10. Object Tracking:

  • Introduction to Object Tracking:
    • Understand the challenges and importance of object tracking.
    • Explore tracking algorithms (e.g., Kalman filter, Mean Shift).

11. Deep Learning for Computer Vision:

  • Advanced CNN Architectures:

    • Explore advanced CNN architectures (e.g., Inception, ResNet).
    • Understand the principles of deep learning in computer vision.
  • Object Detection with R-CNN and YOLO:

    • Learn about R-CNN, Fast R-CNN, and YOLO for object detection.
    • Understand the trade-offs between speed and accuracy.

12. Image Generation and GANs:

  • Generative Adversarial Networks (GANs):
    • Explore GANs for image generation.
    • Understand how GANs can be used for image-to-image translation.
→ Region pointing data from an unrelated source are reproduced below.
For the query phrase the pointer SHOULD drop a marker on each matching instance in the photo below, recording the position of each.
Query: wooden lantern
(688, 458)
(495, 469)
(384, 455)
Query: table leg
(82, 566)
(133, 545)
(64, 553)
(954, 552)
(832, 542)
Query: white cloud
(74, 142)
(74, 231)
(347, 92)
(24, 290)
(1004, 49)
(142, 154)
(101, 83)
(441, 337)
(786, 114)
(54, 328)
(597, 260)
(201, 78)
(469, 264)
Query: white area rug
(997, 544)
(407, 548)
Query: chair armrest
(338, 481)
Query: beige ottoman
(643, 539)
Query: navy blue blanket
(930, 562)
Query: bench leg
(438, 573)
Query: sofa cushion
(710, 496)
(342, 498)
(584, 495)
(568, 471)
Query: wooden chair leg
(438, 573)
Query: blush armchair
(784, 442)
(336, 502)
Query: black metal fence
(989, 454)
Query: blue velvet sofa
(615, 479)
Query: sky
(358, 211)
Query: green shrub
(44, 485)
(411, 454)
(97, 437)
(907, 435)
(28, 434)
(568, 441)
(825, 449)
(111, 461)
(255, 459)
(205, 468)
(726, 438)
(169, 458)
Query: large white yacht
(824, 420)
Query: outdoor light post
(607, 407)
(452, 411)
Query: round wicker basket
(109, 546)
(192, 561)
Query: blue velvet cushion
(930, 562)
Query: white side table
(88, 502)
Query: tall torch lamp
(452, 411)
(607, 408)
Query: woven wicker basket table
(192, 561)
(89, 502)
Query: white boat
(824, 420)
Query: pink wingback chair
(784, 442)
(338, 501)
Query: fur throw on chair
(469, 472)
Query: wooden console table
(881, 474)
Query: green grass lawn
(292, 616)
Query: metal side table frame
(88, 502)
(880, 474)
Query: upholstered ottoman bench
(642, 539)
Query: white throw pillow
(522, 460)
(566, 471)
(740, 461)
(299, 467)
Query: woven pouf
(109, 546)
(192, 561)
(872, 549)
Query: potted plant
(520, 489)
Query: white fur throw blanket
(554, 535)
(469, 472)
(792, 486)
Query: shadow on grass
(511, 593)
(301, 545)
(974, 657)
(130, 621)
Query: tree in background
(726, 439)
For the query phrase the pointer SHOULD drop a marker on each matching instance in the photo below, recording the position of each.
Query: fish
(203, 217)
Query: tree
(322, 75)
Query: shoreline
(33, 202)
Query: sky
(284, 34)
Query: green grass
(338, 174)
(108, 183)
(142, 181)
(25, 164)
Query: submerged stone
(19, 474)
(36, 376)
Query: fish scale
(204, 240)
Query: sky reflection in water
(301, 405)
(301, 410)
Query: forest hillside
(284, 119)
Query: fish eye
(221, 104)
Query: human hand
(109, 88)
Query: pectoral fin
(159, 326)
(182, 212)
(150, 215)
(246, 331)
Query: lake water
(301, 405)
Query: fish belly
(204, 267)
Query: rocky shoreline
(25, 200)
13. Advanced Topics and Applications:

  • Medical Image Analysis:

    • Explore applications of computer vision in medical image analysis.
    • Understand techniques for image segmentation in medical images.
  • Autonomous Vehicles and Robotics:

    • Learn about computer vision applications in autonomous vehicles.
    • Explore vision-based robotics and drone navigation.

14. Tools and Frameworks:

  • OpenCV:

    • Familiarize yourself with OpenCV, a popular computer vision library.
    • Explore its functions for image processing and computer vision tasks.
  • Deep Learning Frameworks (e.g., TensorFlow, PyTorch):

    • Learn how to use deep learning frameworks for computer vision tasks.
    • Explore building and training neural networks.

15. Projects and Practical Applications:

  • Hands-on Projects:

    • Apply your knowledge through hands-on projects.
    • Work on image processing, object detection, and classification projects.
  • Kaggle Competitions:

    • Participate in Kaggle competitions related to computer vision.
    • Learn from real-world challenges and datasets.

16. Community Engagement:

  • Participate in Computer Vision Communities:
    • Engage with computer vision communities through forums, conferences, and online platforms.
    • Contribute to open-source computer vision projects and share knowledge.

17. Continuous Learning:

  • Stay Updated:
    • Follow developments in computer vision research and applications.
    • Continuously explore advanced topics and emerging technologies.